Beach Point Capital Management had already bought a minority shareholding in the company in December 2019 and this added investment will allow Wet Noses’ to expand its manufacturing capacity amid a “growing demand” for its organic pet food and treats.
This expansion is vital for Wet Noses as the 1998-founded Seattle-based company makes branded and private-label pet food for itself and also for other brands.
The deal includes provisions for founder Jasmine Galligan, who was the CEO until 2020, to return to Wet Noses in that same capacity. Additionally, the former COO Jeff Quinn will also rejoin the business.
“We are excited to have Jasmine and Jeff rejoin the company and lead Wet Noses during its next phase of growth,” Evan Klebe, managing director at Beach Point, said.
AlphaPet acquires wet pet food brand
Meanwhile, AlphaPet, a German platform that owns pet-food brands including Wolfblut and Müller’s Naturhof, acquired Herrmann’s Manufaktur and describes it as a “market-leading brand in organic wet pet food”.
AlphaPet sells its products online and also acts as an e-commerce seller for third-party pet-food brands, and Herrmann’s Manufaktur brand will be an addition to the platform.
Additionally, AlphaPet’s subsidiary Premium Pet Products GmbH will take over Herrmann’s Manufaktur distribution to B2B partners.

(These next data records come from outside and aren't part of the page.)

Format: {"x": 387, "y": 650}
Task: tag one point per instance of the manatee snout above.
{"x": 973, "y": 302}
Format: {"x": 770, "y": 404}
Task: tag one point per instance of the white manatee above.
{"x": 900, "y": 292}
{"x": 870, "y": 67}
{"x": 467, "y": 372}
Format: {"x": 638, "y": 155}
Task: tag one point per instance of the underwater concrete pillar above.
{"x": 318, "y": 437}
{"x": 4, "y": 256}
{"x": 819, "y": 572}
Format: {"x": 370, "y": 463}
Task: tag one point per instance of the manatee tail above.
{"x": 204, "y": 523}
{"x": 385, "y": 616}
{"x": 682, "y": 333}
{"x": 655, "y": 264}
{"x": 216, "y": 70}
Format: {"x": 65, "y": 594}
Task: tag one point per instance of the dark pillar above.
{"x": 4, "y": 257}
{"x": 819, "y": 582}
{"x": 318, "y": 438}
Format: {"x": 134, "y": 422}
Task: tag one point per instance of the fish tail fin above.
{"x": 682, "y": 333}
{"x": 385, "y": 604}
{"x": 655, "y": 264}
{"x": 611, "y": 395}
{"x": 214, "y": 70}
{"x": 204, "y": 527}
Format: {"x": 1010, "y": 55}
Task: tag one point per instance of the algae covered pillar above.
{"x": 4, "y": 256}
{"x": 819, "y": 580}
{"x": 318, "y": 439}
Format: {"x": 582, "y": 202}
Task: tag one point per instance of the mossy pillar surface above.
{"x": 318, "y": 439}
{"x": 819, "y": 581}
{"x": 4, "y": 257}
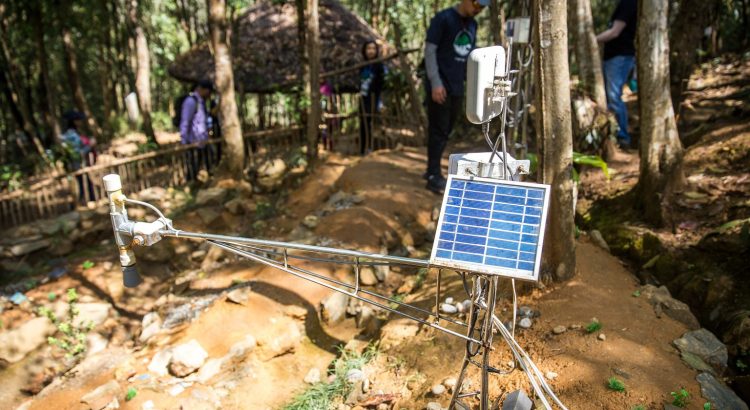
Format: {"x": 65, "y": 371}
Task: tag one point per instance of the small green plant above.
{"x": 594, "y": 326}
{"x": 680, "y": 398}
{"x": 615, "y": 384}
{"x": 321, "y": 395}
{"x": 72, "y": 338}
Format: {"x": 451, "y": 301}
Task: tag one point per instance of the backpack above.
{"x": 177, "y": 119}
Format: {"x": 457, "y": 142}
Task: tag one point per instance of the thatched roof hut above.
{"x": 265, "y": 52}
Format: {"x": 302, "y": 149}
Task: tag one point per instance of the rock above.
{"x": 704, "y": 346}
{"x": 208, "y": 370}
{"x": 598, "y": 239}
{"x": 208, "y": 215}
{"x": 26, "y": 248}
{"x": 310, "y": 221}
{"x": 720, "y": 396}
{"x": 102, "y": 396}
{"x": 187, "y": 358}
{"x": 367, "y": 276}
{"x": 313, "y": 376}
{"x": 239, "y": 295}
{"x": 236, "y": 206}
{"x": 396, "y": 331}
{"x": 333, "y": 308}
{"x": 150, "y": 326}
{"x": 663, "y": 302}
{"x": 16, "y": 343}
{"x": 448, "y": 308}
{"x": 517, "y": 400}
{"x": 437, "y": 390}
{"x": 159, "y": 363}
{"x": 211, "y": 196}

“With the acquisition of the brand, AlphaPet strengthens its position as the leading, premium, digital, pet-food platform in Europe and continues its growth path with a projected turnover of around EUR200m (US$213.2m) in 2023”, said AlphaPet’s managing director, Marco Hierling.

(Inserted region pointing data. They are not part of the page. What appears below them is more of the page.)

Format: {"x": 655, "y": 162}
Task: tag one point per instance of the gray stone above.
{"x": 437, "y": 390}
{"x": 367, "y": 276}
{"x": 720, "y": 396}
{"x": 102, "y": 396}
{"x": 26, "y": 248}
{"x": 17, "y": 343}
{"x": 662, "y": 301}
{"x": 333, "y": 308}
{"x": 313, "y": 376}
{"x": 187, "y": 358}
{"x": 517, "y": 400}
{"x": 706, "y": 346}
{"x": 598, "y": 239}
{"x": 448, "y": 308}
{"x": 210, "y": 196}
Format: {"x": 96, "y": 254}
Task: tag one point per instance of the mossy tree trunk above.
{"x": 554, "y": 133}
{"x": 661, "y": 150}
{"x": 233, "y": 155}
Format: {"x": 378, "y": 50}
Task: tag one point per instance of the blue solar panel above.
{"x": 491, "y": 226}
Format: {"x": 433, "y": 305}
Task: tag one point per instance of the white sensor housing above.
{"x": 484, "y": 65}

“The first step will be to strengthen further the brand in the markets where it already shows good traction,” AlphaPet provided.
Statistics show that the pet industry has been blooming and expanding in markets all over the world, and more companies are investing in this industry.
According to IMARC, the value of the pet food industry was US$112.87 Billion in 2021, and the market is likely to reach US$154.04 Billion by 2027.
As the industry expands, concerns about the sustainability of production become vital as stakeholders realize the environmental toll of production activities in the industry.
According to the United Nations, livestock is responsible for roughly 14.5% of global greenhouse gas emissions, and as much as a lot is for human food, pet food claims a considerable share.
Interestingly, a 2017 study found that in the USA (the world’s largest population of pet owners), the nation’s 163 million pet dogs and cats would rank fifth in meat consumption in the world if they formed their own country.
Therefore, there is a push for the utilization of plant-based ingredients in the production of pet food, as well as the use of sustainable packaging materials, to reduce the environmental toll of pet food production.